Messenger RNA (mRNA) therapy has shown tremendous potential for different diseases including cancer. While mRNA has been extensively used in cancer vaccine development as antigen or in cancer immunotherapy as immunomodulatory agent, the combination of mRNA therapy with photodynamic therapy has not been explored in cancer treatment. Herein, we report a reactive oxygen species (ROS)responsive polymeric nanoparticle (NP) platform for first-in-field codelivery of mRNA and photosensitizer for effective cancer treatment. We developed ROS-responsive oligomer-based polymeric NPs and applied them to test a combination of p53 mRNA and indocyanine green (ICG). The ROS-triggered disassembly of the NPs could promote mRNA translation efficiency, whereby p53 expression induced apoptosis of lung tumor cells. Meanwhile, the released ICG could lead to generation of ROS under 808 nm laser irradiation to induce photodynamic therapy. The NP codelivery of p53 mRNA and ICG demonstrated an effective and safe anti-tumor effect in a lung cancer model.

Automated summary

This study reports a reactive oxygen species (ROS)-responsive polymeric nanoparticle (NP) platform for the first time, enabling co-delivery of mRNA and a photosensitizer for effective cancer treatment.

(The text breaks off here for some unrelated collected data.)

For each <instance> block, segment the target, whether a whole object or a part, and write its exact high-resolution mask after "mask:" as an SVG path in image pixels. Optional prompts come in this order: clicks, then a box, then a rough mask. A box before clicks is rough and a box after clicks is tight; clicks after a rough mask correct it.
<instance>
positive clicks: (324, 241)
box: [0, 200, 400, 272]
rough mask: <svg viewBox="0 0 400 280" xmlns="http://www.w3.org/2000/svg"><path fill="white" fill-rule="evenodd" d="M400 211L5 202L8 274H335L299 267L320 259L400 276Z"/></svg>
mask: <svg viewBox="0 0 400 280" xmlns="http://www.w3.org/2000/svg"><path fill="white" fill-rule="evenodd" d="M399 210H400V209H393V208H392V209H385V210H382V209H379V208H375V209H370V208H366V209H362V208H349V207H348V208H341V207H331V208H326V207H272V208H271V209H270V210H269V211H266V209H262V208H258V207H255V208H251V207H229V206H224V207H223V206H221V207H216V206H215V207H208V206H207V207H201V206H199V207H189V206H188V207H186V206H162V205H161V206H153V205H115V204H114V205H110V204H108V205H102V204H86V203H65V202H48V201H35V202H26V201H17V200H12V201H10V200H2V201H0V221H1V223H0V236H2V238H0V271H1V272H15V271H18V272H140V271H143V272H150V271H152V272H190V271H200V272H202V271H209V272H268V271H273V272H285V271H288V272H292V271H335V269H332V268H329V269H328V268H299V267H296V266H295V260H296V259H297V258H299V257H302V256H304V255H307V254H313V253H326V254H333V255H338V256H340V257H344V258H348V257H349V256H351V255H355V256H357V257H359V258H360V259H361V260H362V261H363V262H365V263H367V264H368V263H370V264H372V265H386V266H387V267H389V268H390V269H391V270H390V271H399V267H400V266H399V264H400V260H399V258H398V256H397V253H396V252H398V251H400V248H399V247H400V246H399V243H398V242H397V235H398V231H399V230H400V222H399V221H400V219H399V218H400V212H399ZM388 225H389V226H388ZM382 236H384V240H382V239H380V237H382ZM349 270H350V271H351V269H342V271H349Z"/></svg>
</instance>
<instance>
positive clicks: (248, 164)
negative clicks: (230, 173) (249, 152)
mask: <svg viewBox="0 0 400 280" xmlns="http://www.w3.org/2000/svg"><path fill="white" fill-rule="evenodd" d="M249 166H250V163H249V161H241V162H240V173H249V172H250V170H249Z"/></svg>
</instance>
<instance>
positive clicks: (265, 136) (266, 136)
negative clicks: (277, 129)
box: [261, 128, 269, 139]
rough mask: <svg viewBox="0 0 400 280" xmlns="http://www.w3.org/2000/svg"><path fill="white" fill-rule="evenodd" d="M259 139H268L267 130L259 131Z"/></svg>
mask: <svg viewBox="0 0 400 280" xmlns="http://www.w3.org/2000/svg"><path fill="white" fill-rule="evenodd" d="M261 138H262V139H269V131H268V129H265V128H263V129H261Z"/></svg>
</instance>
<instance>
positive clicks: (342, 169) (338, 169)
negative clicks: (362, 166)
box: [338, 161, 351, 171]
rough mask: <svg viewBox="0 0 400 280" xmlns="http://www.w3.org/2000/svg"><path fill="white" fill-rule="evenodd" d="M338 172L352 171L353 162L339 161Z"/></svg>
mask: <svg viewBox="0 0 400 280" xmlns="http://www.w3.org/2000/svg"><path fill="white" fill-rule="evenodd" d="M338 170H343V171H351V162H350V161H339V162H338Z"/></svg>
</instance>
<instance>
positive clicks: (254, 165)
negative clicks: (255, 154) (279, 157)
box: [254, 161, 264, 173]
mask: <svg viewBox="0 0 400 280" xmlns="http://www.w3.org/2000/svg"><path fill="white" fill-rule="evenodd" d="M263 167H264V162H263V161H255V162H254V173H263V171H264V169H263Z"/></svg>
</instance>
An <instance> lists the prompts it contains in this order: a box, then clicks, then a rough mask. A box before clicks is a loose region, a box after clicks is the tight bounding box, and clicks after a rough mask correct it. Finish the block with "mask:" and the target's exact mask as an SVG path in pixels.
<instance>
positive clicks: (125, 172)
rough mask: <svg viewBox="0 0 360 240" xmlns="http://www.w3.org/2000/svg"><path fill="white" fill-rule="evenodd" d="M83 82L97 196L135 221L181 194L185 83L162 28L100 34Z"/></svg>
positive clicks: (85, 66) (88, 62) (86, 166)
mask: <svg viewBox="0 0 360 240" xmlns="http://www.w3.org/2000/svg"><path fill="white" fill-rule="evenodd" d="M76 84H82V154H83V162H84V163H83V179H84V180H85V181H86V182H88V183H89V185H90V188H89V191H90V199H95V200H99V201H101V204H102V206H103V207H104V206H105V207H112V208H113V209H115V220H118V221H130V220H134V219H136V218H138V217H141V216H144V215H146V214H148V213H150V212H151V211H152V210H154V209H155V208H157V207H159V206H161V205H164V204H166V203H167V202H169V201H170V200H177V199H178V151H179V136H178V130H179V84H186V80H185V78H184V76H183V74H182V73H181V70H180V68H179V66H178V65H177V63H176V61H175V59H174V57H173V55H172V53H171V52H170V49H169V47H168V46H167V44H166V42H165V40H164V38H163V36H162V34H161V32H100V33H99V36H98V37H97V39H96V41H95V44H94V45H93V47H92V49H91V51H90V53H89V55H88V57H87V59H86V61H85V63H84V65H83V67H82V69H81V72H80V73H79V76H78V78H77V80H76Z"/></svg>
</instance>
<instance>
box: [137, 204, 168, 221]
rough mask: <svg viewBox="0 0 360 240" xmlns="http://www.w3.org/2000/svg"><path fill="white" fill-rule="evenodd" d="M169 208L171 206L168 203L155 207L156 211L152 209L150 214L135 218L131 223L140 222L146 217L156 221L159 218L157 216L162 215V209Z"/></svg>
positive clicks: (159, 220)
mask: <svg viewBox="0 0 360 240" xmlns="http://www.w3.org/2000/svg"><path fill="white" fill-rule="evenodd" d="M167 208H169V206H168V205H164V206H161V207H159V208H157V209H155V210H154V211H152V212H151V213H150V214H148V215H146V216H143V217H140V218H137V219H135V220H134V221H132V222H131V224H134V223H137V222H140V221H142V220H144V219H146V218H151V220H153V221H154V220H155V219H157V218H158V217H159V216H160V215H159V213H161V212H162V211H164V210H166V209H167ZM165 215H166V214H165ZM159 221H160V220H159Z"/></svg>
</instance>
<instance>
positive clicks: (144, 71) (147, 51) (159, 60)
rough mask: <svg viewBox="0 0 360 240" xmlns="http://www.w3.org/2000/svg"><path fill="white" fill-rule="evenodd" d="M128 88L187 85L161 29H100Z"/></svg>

The ROS-triggered disassembly of the NPs promoted mRNA translation efficiency, leading to p53 expression-induced apoptosis of lung tumor cells. Meanwhile, the released photosensitizer induced photodynamic therapy under 808 nm laser irradiation. The co-delivery of mRNA and the photosensitizer demonstrated an effective and safe anti-tumor effect in a lung cancer model.